Battery software defines storage quality; better inverters synchronize production, usage and storage for their client while enabling the aggregation of multiple solar systems to create distributed networks; blockchain technology is moving into billing and transaction tracking.

Will prosumers want to manage all the functions in their energy profiles?

From generation, to grid synchronization, to demand charge management, to selling power, to reconciliation, to tracking market transactions?

Doubtful.

Hence the rise of developing opportunities for creative players whose technologies or world view favor distributed energy models. Like Solaredge’s introduction in early May of a solution for grid services, preparing for the coming of the shared energy economy.
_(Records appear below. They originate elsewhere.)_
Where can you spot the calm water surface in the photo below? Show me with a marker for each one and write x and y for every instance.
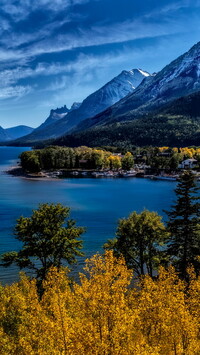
(96, 204)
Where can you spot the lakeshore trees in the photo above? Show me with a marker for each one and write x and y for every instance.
(102, 314)
(140, 239)
(48, 239)
(184, 226)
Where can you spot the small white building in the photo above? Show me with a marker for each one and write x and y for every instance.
(188, 164)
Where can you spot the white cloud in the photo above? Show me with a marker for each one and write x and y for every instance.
(14, 92)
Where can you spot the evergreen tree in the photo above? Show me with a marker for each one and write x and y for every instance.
(184, 226)
(48, 240)
(139, 240)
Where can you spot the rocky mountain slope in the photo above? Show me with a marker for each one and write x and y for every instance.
(179, 78)
(110, 93)
(175, 124)
(8, 134)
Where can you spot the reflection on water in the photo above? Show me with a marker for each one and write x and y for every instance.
(96, 204)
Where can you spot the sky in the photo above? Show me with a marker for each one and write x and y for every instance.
(56, 52)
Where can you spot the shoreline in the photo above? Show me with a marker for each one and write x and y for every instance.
(17, 171)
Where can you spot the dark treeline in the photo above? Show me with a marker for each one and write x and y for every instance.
(111, 158)
(74, 158)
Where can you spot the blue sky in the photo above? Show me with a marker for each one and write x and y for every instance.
(55, 52)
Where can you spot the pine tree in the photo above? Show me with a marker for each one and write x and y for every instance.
(184, 226)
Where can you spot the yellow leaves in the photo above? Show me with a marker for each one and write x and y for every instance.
(103, 314)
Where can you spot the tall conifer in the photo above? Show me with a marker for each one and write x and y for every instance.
(184, 226)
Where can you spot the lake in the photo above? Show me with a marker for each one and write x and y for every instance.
(96, 203)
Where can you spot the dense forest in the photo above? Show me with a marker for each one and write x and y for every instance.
(170, 130)
(102, 314)
(110, 158)
(141, 297)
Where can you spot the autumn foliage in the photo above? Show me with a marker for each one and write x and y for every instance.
(103, 314)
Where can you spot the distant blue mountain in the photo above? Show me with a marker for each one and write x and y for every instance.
(14, 132)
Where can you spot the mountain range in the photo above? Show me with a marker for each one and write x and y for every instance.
(63, 120)
(9, 134)
(136, 108)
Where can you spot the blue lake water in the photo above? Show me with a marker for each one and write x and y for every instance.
(96, 204)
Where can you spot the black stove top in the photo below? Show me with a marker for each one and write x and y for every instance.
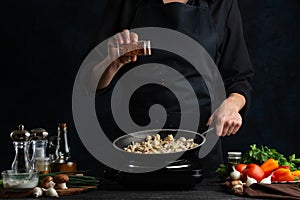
(180, 174)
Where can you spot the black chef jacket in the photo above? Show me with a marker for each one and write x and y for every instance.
(232, 56)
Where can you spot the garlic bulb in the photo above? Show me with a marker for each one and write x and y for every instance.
(235, 175)
(250, 181)
(37, 192)
(267, 180)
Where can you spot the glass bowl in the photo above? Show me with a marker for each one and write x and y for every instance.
(20, 181)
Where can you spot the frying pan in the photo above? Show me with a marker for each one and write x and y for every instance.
(149, 162)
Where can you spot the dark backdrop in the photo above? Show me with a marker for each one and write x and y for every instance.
(44, 42)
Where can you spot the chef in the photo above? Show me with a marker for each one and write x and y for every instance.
(216, 25)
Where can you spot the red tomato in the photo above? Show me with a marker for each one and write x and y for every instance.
(254, 171)
(241, 167)
(284, 167)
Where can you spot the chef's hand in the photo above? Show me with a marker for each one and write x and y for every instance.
(226, 117)
(124, 37)
(112, 60)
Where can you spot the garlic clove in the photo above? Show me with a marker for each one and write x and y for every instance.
(250, 181)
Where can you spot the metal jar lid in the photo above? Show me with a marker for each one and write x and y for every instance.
(20, 134)
(39, 134)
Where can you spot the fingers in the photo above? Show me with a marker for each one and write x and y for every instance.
(226, 126)
(134, 38)
(125, 37)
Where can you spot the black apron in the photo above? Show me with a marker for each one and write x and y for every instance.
(197, 23)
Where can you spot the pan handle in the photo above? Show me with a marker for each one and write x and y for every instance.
(207, 131)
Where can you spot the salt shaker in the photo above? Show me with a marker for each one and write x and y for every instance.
(39, 142)
(140, 48)
(21, 140)
(234, 158)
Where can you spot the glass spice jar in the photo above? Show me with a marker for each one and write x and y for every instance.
(234, 158)
(140, 48)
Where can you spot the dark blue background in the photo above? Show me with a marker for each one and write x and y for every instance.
(44, 42)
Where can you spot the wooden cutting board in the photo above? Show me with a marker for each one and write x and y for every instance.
(70, 191)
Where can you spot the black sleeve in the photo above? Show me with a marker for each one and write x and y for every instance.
(234, 63)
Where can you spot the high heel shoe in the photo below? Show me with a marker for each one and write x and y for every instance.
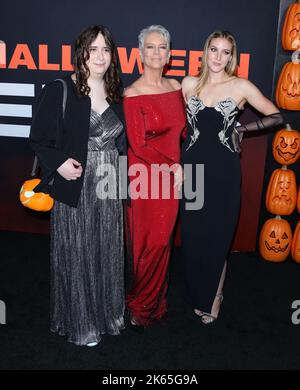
(136, 327)
(207, 318)
(92, 344)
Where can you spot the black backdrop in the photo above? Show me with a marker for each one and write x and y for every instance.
(57, 23)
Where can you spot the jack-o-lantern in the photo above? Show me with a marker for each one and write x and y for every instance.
(291, 28)
(286, 146)
(281, 197)
(288, 86)
(275, 239)
(295, 251)
(38, 201)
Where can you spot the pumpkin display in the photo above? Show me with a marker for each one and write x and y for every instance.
(286, 146)
(38, 201)
(295, 251)
(275, 239)
(288, 86)
(291, 27)
(281, 197)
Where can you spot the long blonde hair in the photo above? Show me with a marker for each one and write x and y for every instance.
(230, 67)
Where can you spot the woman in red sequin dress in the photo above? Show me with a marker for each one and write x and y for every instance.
(155, 121)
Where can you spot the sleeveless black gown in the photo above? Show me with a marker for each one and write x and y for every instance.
(207, 232)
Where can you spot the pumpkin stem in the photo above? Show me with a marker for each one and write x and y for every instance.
(296, 57)
(288, 126)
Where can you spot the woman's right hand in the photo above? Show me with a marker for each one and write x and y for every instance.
(70, 169)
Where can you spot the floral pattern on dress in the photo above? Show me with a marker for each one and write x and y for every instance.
(228, 109)
(194, 105)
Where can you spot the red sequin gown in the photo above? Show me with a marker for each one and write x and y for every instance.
(155, 124)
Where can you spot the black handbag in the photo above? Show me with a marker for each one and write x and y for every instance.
(39, 201)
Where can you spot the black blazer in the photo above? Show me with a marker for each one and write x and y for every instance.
(55, 139)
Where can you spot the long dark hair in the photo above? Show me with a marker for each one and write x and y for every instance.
(82, 55)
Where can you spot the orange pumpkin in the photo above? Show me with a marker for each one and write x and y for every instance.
(38, 201)
(286, 146)
(288, 86)
(291, 28)
(275, 239)
(295, 251)
(281, 197)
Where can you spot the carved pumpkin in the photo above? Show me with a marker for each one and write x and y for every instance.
(281, 197)
(288, 86)
(286, 146)
(295, 251)
(291, 28)
(35, 200)
(275, 239)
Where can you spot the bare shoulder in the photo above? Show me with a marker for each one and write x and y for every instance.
(243, 84)
(131, 90)
(189, 82)
(174, 83)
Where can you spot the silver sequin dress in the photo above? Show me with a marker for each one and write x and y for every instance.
(87, 252)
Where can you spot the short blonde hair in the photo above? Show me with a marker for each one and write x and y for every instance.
(230, 67)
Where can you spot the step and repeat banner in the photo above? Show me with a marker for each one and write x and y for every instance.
(36, 39)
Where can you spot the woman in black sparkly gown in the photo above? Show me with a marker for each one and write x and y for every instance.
(87, 255)
(214, 100)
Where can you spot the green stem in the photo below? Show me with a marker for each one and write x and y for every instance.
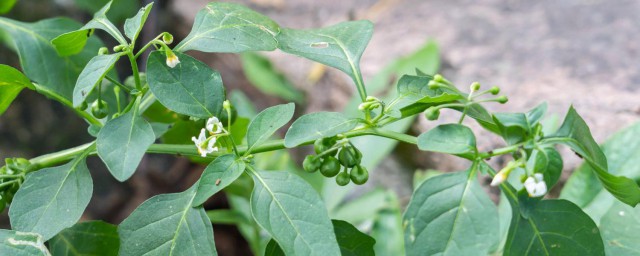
(10, 176)
(147, 102)
(150, 43)
(53, 95)
(134, 68)
(500, 151)
(8, 183)
(114, 81)
(190, 150)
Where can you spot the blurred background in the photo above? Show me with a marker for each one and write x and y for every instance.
(564, 52)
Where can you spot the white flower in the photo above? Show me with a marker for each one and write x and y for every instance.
(214, 126)
(172, 60)
(535, 185)
(204, 146)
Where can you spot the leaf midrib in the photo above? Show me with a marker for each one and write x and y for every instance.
(274, 199)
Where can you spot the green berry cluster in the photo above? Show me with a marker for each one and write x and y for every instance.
(11, 177)
(332, 157)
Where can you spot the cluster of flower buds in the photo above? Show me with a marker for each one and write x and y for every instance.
(214, 128)
(534, 184)
(172, 58)
(440, 83)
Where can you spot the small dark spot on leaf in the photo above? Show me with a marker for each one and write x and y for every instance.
(577, 154)
(320, 45)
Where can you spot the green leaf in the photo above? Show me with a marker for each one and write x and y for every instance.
(228, 27)
(553, 169)
(575, 133)
(133, 25)
(191, 88)
(73, 42)
(273, 249)
(517, 127)
(317, 125)
(6, 6)
(12, 82)
(376, 149)
(268, 122)
(387, 228)
(181, 132)
(350, 239)
(452, 139)
(583, 188)
(553, 227)
(415, 96)
(91, 75)
(450, 214)
(52, 199)
(351, 211)
(415, 89)
(619, 227)
(264, 76)
(339, 46)
(166, 224)
(39, 59)
(18, 243)
(86, 238)
(226, 216)
(292, 212)
(219, 174)
(122, 142)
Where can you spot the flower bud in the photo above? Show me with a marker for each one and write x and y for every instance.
(119, 48)
(438, 78)
(475, 86)
(172, 59)
(432, 113)
(494, 90)
(103, 51)
(535, 185)
(433, 85)
(167, 38)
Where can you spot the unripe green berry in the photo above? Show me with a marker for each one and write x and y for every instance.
(433, 85)
(84, 105)
(330, 166)
(359, 175)
(494, 90)
(343, 178)
(99, 109)
(319, 146)
(432, 113)
(311, 163)
(349, 156)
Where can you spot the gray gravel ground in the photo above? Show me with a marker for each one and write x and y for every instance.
(584, 53)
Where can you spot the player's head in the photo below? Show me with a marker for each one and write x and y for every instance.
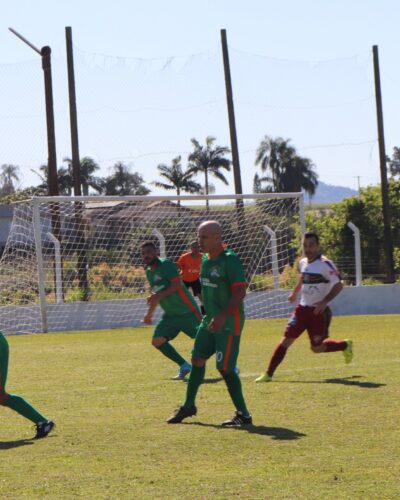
(195, 247)
(149, 253)
(311, 246)
(210, 236)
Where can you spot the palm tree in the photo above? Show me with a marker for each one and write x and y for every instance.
(285, 170)
(9, 174)
(209, 159)
(87, 168)
(123, 182)
(179, 180)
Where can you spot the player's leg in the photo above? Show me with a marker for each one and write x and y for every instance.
(204, 347)
(17, 403)
(165, 331)
(294, 328)
(319, 336)
(226, 353)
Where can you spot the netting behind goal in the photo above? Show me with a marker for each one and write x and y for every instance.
(76, 263)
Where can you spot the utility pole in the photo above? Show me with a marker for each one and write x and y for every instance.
(388, 241)
(232, 123)
(76, 171)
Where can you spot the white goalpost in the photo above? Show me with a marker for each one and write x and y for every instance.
(74, 263)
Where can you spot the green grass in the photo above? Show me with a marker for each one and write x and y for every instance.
(322, 429)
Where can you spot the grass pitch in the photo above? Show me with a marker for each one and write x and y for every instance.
(322, 429)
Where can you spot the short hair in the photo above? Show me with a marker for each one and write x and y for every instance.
(310, 235)
(148, 244)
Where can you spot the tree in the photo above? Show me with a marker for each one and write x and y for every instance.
(285, 170)
(394, 163)
(179, 180)
(9, 174)
(64, 180)
(87, 169)
(210, 160)
(123, 182)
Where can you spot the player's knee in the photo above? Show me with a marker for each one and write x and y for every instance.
(198, 362)
(159, 341)
(3, 398)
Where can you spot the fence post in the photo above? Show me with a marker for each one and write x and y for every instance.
(357, 251)
(274, 256)
(39, 258)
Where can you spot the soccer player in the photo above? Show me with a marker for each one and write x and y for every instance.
(189, 263)
(16, 403)
(223, 289)
(180, 309)
(319, 283)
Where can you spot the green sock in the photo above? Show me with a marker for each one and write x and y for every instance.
(234, 386)
(170, 352)
(195, 379)
(22, 407)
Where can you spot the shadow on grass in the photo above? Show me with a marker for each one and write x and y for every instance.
(8, 445)
(340, 380)
(276, 433)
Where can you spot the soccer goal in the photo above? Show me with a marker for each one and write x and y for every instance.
(74, 263)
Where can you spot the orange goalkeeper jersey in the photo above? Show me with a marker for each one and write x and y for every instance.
(190, 266)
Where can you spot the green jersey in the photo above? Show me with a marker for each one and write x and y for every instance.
(160, 277)
(218, 277)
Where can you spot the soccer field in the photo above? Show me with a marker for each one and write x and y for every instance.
(322, 429)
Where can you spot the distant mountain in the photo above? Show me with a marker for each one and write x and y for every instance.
(326, 193)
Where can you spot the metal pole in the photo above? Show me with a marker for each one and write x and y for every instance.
(388, 245)
(357, 252)
(232, 122)
(76, 169)
(39, 259)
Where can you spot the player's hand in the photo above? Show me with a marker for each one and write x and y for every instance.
(153, 299)
(217, 323)
(319, 307)
(148, 320)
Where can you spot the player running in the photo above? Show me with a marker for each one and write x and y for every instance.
(189, 264)
(319, 283)
(180, 309)
(223, 289)
(16, 403)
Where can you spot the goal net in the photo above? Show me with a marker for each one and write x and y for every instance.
(75, 263)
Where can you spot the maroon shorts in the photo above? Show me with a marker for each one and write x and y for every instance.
(303, 318)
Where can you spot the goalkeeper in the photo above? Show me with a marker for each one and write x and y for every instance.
(16, 403)
(180, 309)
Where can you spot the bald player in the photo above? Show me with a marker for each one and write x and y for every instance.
(223, 285)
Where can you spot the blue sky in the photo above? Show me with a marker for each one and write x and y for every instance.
(149, 77)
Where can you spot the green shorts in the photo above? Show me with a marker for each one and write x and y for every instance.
(169, 326)
(224, 344)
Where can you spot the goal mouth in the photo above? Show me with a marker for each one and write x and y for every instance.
(74, 263)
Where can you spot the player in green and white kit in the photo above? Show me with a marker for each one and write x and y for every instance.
(181, 313)
(16, 403)
(223, 289)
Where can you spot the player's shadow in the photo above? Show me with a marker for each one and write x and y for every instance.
(8, 445)
(276, 433)
(342, 381)
(351, 381)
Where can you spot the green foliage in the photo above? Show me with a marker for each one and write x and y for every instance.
(322, 429)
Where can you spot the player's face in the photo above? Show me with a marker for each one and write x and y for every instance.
(311, 248)
(209, 240)
(149, 255)
(195, 249)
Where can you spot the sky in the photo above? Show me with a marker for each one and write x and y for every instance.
(149, 77)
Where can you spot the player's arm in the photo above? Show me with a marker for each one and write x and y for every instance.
(238, 295)
(297, 288)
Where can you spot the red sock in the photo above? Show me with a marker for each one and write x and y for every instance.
(277, 357)
(335, 345)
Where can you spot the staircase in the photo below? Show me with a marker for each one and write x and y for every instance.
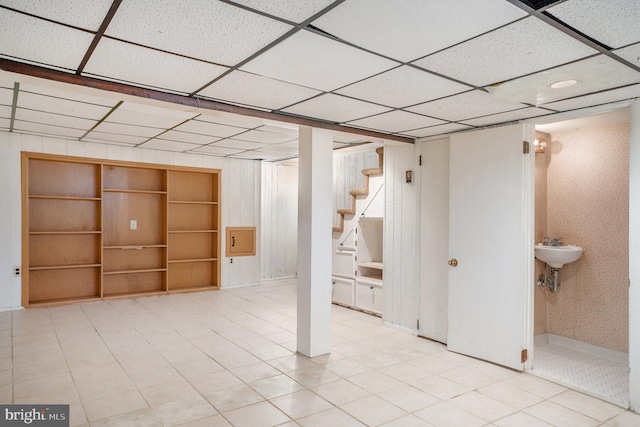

Solar is getting smarter and value in the chain is moving from the hardware to the software side.

Sounds familiar?

In a recent study, IHS Markit evaluated battery suppliers on capabilities and experience stacking multiple values and providing demand response with aggregated energy storage assets. Three leaders emerged.

“What’s absolutely central to their success is significant investment by all three companies in terms of their software, their aggregation capabilities, and really evolving those and learning by doing throughout this continued investment into software, machine learning techniques, data analysis, real-time optimization and response….

…not surprisingly much of the technology being … deployed in this segment of energy storage is coming straight out of Silicon Valley. …All three leaders are based in California.“

Source: https://www.energy-storage.news/blogs/the-case-for-ci-storage-investigated

But California is not the only state where escaping demand charges will drive software programmers to embrace C&I solar plus storage opportunities. NY, Hawaii, Arizona (3,000MW project announced mid-April) are also primed for new subscription models.

The Solaredge grid synchronization service hints at a path to collaboration with regulated monopolies. These invoke technical objections to the addition of solar farms they do not own, the somewhat misleading “duck curve” effect, added integration costs, arguments driven to protect the status quo. DER companies who develop elegant software to integrate their local storage plus generation models with the corresponding utility, so the latter incurs no new cost, will clear a path to success. Conventional EPC’s will not.

Silicon Valley cannot resist juicy tech markets.